A unique consortium of ammonia-oxidizing bacteria (AOB) and denitrifying bacteria was obtained via a long-term, 3-step cultivation of isolates from organically-enriched marine sediment. We developed this microbial consortium for possible applications in the remediation of degraded habitats in closed aquaculture or other aquatic environments via microbial degradation. Analysis of media components found definitive evidence of nitrogen removal via the coupling of ammonia-oxidation and denitrification. The phylogenetic diversity of the consortium was investigated by performing polymerase chain reaction-denaturing gradient gel electrophoresis (PCR-DGGE) that targeted the 16S rRNA gene, and the functional genes involved in ammonia-oxidation (amoA) and denitrification (nirS, nirK, norB and nosZ). Consequently, no significant divergence was observed, and thus it is suggested microbial populations were selected via a long-term, 3-step incubation process. All of the 16S rRNA clones fell into three phylogenetic groups, namely, gamma-proteobacteria, Actinobacteria and Flavobacteria. For almost half of the clones, the closest relatives in the database were identified as Alcanivorax spp. and these clones were present at all cultivation stages. The presence of these species as the dominant clones is significant since these bacterial species are known to reduce nitrate to nitrite.

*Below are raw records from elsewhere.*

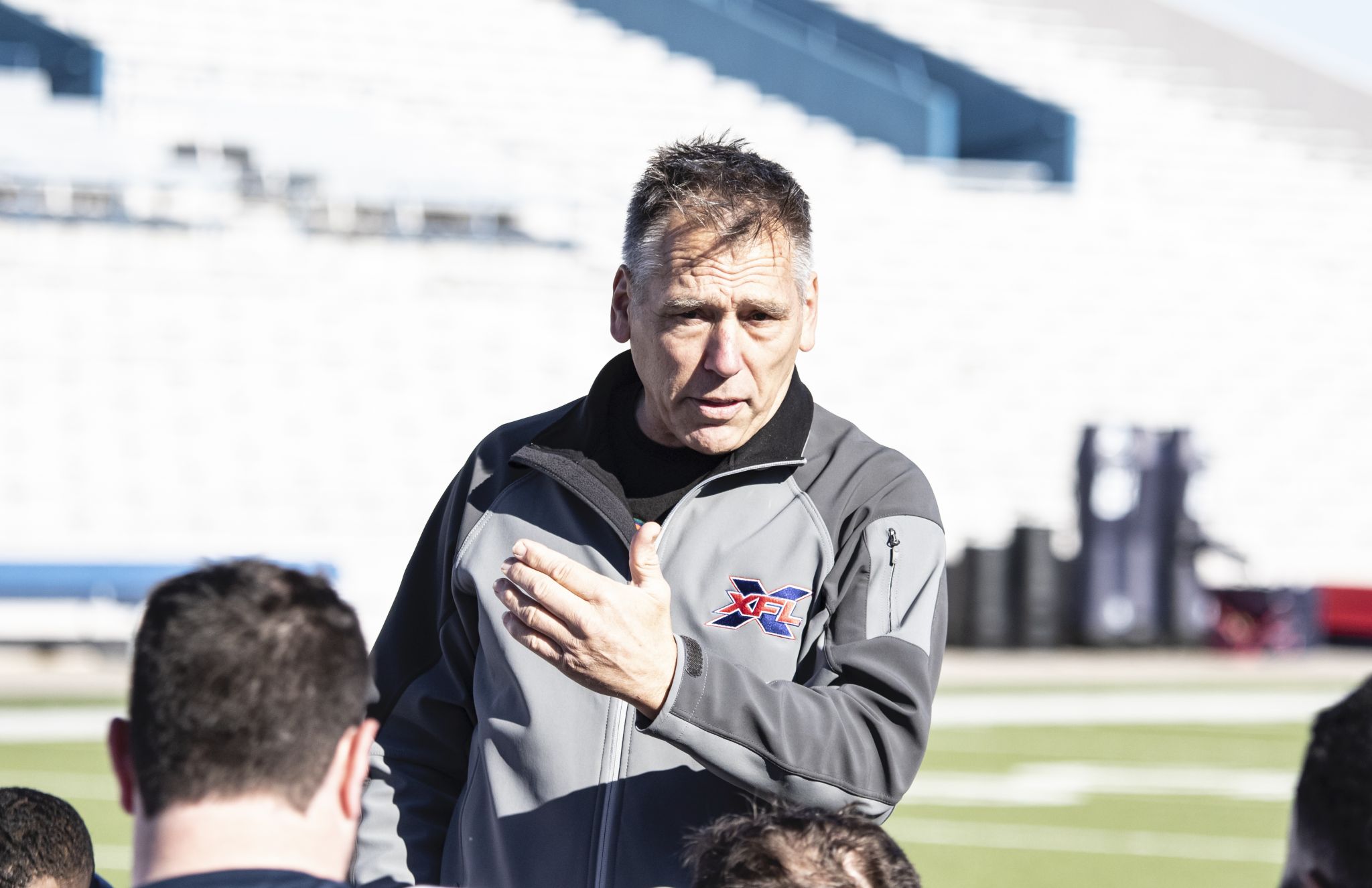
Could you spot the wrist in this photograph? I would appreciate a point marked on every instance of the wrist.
(655, 698)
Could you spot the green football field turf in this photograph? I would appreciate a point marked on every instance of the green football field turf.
(1132, 816)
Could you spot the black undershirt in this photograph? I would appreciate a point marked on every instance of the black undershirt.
(653, 477)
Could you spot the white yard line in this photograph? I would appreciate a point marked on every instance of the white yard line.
(1085, 840)
(1131, 707)
(951, 710)
(1056, 784)
(65, 784)
(55, 724)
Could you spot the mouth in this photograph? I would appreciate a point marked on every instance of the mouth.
(719, 408)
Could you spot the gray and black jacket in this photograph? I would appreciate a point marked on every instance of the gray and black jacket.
(810, 607)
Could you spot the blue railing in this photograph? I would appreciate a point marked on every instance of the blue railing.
(128, 584)
(874, 84)
(73, 65)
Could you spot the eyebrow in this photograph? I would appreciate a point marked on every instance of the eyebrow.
(695, 303)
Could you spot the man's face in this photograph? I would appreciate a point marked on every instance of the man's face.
(713, 337)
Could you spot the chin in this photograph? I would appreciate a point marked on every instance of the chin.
(713, 439)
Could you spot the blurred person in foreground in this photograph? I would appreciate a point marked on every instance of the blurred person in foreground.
(691, 589)
(243, 757)
(797, 848)
(1331, 821)
(43, 843)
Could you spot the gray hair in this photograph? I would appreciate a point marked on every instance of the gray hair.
(722, 186)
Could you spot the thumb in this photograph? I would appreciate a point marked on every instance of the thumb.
(644, 567)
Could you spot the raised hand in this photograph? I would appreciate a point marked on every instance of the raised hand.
(611, 637)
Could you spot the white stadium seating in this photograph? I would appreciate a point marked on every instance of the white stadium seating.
(232, 383)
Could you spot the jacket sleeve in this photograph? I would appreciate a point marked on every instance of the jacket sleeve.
(856, 731)
(423, 664)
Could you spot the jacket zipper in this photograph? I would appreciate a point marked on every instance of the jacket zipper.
(622, 711)
(894, 546)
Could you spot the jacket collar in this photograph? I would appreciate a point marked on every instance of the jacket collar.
(573, 451)
(584, 433)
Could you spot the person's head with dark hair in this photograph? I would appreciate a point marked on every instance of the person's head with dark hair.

Accordingly, their abundance in our microbial consortium may have been responsible for the observed stepwise denitrification. All sequences of the amoA gene were identified to be Nitrosomonas lineage. Half of the nirS clones were identified to be from one major group of well-known denitrifying bacteria, Pseudomonas sp. Furthermore, 70% of the nirK clones were closely related to the nirK sequences of uncultured bacterial clones isolated from arable soil. The qnorB clones consisted of clusters exclusively, and formed a distinct cluster from the novel sequences of cultivated species. The nosZ clones also were not found in any of the closest relatives in the database including the uncultured bacterium from marine sediment. The unique clones obtained from the functional genes were related to each denitrification step.